For the unfamiliar, the specified number of clock cycles for a 68000 instruction includes the fetching of the instruction and the internal operations performed, but does not include the clock cycles consumed by any memory accesses performed by the instruction (which vary depending on what type of memory access it is as well as how many the instruction needs). So one looks up the "effective address" cycle timing(s) and adds that (those) to the instruction's cycle count.

IIRC, regular bus cycles (terminated by DTACK) operate in the documented number of clock cycles on the Lisa.

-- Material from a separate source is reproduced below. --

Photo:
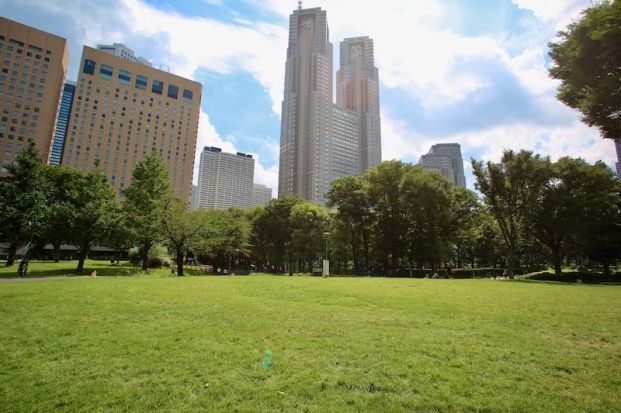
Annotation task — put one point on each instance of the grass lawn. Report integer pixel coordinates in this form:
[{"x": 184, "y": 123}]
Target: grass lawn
[{"x": 338, "y": 344}]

I believe the MMU and video are synchronized with CPU operation without adding wait states, but now that you've asked I'm not confident I can say there are never any wait states. A video access has to occur without fail, so it would have a higher design priority than the CPU. I suppose if there is an occasional wait state, you probably wouldn't be able to do anything about it. I recognize that in this case you want to be able to predict it more than avoid it.

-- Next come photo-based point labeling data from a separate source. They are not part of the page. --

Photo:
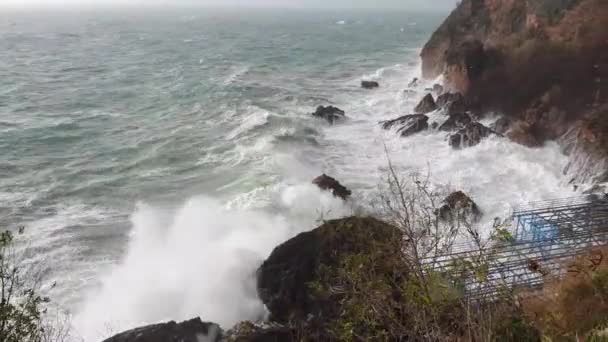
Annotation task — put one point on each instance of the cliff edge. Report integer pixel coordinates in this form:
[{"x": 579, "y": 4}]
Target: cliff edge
[{"x": 541, "y": 63}]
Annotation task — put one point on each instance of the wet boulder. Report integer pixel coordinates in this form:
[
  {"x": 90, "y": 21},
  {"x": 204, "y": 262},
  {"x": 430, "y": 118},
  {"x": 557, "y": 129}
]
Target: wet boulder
[
  {"x": 470, "y": 135},
  {"x": 284, "y": 279},
  {"x": 193, "y": 330},
  {"x": 451, "y": 103},
  {"x": 413, "y": 83},
  {"x": 369, "y": 84},
  {"x": 260, "y": 332},
  {"x": 409, "y": 124},
  {"x": 325, "y": 182},
  {"x": 329, "y": 113},
  {"x": 458, "y": 206},
  {"x": 456, "y": 122},
  {"x": 426, "y": 105},
  {"x": 501, "y": 126}
]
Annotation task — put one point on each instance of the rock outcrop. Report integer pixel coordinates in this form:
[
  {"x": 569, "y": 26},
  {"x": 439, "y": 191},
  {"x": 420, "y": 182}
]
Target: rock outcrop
[
  {"x": 540, "y": 63},
  {"x": 284, "y": 279},
  {"x": 456, "y": 122},
  {"x": 328, "y": 183},
  {"x": 459, "y": 206},
  {"x": 329, "y": 113},
  {"x": 426, "y": 105},
  {"x": 409, "y": 124},
  {"x": 369, "y": 84},
  {"x": 470, "y": 135},
  {"x": 193, "y": 330}
]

Wait states do occur when trying to access the memory shared with the 6504 if the 6504 has locked out the 68000 to perform timing critical floppy disk access.

The AM9512 coprocessor circuitry also has a wait state generating circuit, but its unlikely anyone will run into that.

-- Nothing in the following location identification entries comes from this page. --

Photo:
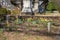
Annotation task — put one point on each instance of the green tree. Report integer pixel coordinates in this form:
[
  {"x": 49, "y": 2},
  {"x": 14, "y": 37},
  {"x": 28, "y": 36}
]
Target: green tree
[
  {"x": 51, "y": 6},
  {"x": 4, "y": 11}
]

An expansion card may generate wait states; I don't recall any that do. A missing expansion card will cause wait states until bus timeout.

VPA/VMA bus cycles are different (slower) than DTACK cycles, but they are atypical (being used for the SCC, as well as the VIAs on the Lisa 1/2 I/O Board but not the 2/10 I/O or expansion cards).

Adding an XLerator changes timing as accesses to the original hardware require synchronization with the CPU Board.

This may not be very helpful, do you have a specific circumstance you are considering? Perhaps I can measure it for you.
Warning: Memory errors found. ECC non-functional. Verify comments if accuracy is important to you.

stepleton

Thanks for this very instructive response! It's good to know that regular bus cycles are (probably) dependable in their timing.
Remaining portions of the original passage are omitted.